Al Batt: A cup of milk, hold the milk

Published 6:30 am Wednesday, September 15, 2021

Echoes from the Loafers’ Club Meeting

My neighbor Crandall was a pain in school. Every class has a kid who throws spit wads, puts tacks on chairs and uses bad words.

Crandall did those things?

No, he was the one who snitched on me.

Driving by Bruce’s drive

I have a wonderful neighbor named Bruce. Whenever I pass his drive, thoughts occur to me. I was push mowing. The lawn pushed back. I have a pole shed that needs to be taken down. I’m hoping for a graceful exit for my old building buddy and for someone to do the job for the bones he’d pick for salvage — poles, rafters and a metal roof featuring genuine rust. I might buy the individual sweet rolls so he could tackle the job with buns glazing.

I was in a coffee shop’s drive-through lane to get a cup of tea. If drinking coffee prolongs life, I was in the company of immortals. I saw a patron having a coffee drink at a table outside the shop. The cup was so filled with foam, it looked rabid. I thought of the joke. “I’d like a cup of coffee without any cream,” said the customer. “I’m all out of cream, but I can give you a cup without milk.”

The cat had my rung

I wanted to move the stepladder, but the cat was napping on it. I didn’t know what to say. The cat had my rung. The landline rang. I conversed. “Well, I should probably let you go.” That’s a polite way of saying, “Why are you still talking?” A pleasant woman called me regularly. She said what she wanted to say and then hung up. No goodbye included. She could have said, “Please hold for the dial tone.”

A niece was upset because someone had called her “ma’am.” That made her feel old. One day, old men called me “son.” The next day, they didn’t.

I visited with Shirley Sibilrud of Hartland and her son Tim of Eustis, Florida. We chatted near a store display featuring a candy bar big enough to be a blunt weapon. We talked of nothing and of everything. Tim told me only the good die young and that’s why his mother had reached her 90s.

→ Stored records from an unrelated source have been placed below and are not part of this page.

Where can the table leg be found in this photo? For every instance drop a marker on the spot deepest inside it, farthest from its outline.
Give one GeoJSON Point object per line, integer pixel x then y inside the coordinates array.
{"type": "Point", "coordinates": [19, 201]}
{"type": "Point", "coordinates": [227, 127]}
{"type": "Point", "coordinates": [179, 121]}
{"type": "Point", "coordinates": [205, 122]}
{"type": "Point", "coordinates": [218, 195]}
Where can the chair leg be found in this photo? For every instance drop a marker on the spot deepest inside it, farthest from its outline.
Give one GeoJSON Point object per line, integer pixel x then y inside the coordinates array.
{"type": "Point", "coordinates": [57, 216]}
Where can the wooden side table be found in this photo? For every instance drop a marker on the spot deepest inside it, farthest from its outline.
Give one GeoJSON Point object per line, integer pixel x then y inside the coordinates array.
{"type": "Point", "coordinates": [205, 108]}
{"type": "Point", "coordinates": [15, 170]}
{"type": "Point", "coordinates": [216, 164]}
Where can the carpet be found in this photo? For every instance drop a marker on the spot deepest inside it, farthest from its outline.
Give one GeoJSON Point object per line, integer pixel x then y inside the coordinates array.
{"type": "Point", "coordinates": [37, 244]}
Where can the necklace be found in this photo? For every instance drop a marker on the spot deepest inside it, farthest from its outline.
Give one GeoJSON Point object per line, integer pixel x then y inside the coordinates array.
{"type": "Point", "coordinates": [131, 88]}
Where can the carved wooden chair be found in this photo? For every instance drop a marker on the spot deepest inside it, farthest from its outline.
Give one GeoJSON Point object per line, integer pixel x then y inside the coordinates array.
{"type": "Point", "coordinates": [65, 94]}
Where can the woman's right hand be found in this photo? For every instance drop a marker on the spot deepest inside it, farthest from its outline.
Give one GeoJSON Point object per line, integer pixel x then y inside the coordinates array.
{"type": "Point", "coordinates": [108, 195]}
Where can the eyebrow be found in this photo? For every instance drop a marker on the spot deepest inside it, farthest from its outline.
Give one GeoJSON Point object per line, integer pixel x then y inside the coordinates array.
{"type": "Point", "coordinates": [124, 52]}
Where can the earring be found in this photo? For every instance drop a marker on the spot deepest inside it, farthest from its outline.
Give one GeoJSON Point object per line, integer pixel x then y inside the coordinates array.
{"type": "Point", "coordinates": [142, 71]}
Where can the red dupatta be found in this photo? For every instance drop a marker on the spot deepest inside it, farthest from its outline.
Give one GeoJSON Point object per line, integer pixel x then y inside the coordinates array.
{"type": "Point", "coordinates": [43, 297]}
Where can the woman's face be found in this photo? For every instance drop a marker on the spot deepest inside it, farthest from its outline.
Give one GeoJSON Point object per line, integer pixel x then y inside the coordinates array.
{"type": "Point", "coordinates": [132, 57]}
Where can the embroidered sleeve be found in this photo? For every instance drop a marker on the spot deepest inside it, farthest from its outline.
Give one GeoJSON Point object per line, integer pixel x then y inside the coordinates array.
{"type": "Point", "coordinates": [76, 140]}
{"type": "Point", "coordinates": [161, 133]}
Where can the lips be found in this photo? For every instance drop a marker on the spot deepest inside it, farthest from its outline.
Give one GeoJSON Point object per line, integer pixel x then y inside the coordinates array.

We laughed because we knew Shirley is good people.

Tim’s brother Terry lives in Tavares, Florida, and his doctor had set up a schedule to see Terry. Terry said, “Better to be seen than viewed.”

I got the bill for an oil change. It seemed steep. It turned out it was the vehicle identification number. When I tossed the paid bill into my glove compartment, I came across a business card from a late friend, Harold Wayne of Geneva. It brought a smile as I read, “Since I have retired from life’s competition, I find each day an exact repetition. I get up each morning and dust off my wits, pick up the paper and read the obits. If my name is missing, I know I am not dead. So I eat a big breakfast and go back to bed!” I miss Harold.

Sickroom or lunchroom?

Have you ever felt so poorly you weren’t even up to a church potluck? Did you eat chicken noodle soup and saltines, or drink ginger ale? I recall having graveyard stew when I was ailing during my blooming years. Graveyard stew was buttered toast with sugar and cinnamon, served in a bowl of warm milk. My parents shared terrifying tales of mustard plaster, a poultice of mustard seed powder mixed with flour and water on a cloth and then applied to the body to conquer chest congestion and other miseries. Mustard plasters could blister the skin. Vicks VapoRub slathered on a sock and held in place around my neck by a safety pin were better choices for me.

Nature notes

Years ago, on my first gig in Florida, I didn’t have time to chase nature as I’d have liked, but I remember seeing a bull alligator the size of Disney World, small lizards called anoles doing pushups, mockingbirds providing the background music for everything and yellow flies. The flies were aggressive biters.

“There are flowers enough in the summertime, more flowers than I can remember: But none with the purple, gold, and red that dyes the flowers of September!”–Mary Howitt.

Look for turkey vultures, sharp-shinned hawks and broad-winged hawks in migration. Common nighthawks (not true hawks) move through. Look for giant water bugs (toe-biters). Grackles and blackbirds gather in flocks. Baltimore orioles and hummingbirds leave. White-throated sparrows and dark-eyed juncos arrive.

Meeting adjourned

Do something outstanding today and share a kind word with someone with whom you disagree.